Equiparar aforismos y refranes con tuits puede no ser una locura, pero desde luego no es aplicable a una gran parte de tuits. Como explica el autor, detrás de las brillantes expresiones breves hay interminables horas de estudio, trabajo y dedicación. Nada hay más complicado que ser conciso. Y no siempre se consigue (aquí está esta larga reseña como ejemplo de ello). Por eso, la brevedad por sí sola no es un valor. Y, además, todo tiene un límite. Vivimos en una era acelerada en la que WhatsApp o Netflix dan la opción de escuchar audios o ver series a doble velocidad y en la que cualquier novela o película con un ritmo mínimamente pausado o no tan trepidante como dicta el algoritmo o la IA se considera automáticamente un tostón. Somos muchos (cada vez menos, es verdad) los que creemos que una película de tres horas puede resultar de lo más amena y breve si es buena, mientras que una película de una hora puede resultar insoportable, porque no depende de la duración sino de su calidad. 

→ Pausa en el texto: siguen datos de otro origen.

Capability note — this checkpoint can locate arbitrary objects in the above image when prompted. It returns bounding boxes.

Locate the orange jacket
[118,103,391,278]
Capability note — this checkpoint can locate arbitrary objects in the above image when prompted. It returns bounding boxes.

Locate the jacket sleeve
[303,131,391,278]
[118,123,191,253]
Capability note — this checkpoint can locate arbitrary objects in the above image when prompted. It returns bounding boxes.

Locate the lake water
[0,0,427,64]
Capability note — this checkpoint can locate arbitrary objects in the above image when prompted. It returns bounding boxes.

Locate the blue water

El autor pone como ejemplo de canción breve pero enorme y símbolo de muchas cosas la maravillosa Te recuerdo Amanda, de Víctor Jara. Explica que no llega ni a los cinco minutos. El problema es que es una duración posiblemente excesiva para no pocos jóvenes de hoy en día, que necesitan temas brevísimos, que quepan en una storie de Instagram, apenas un estribillo pegadizo y poco más. Al ritmo que vamos, ni lo que muchos podemos considerar breve es ya en realidad breve para muchas personas. Así que, en efecto, como bien defiende este interesante libro, la concisión y la precisión del lenguaje son fundamentales y muy reivindicables, siempre que no se confunda brevedad con superficialidad.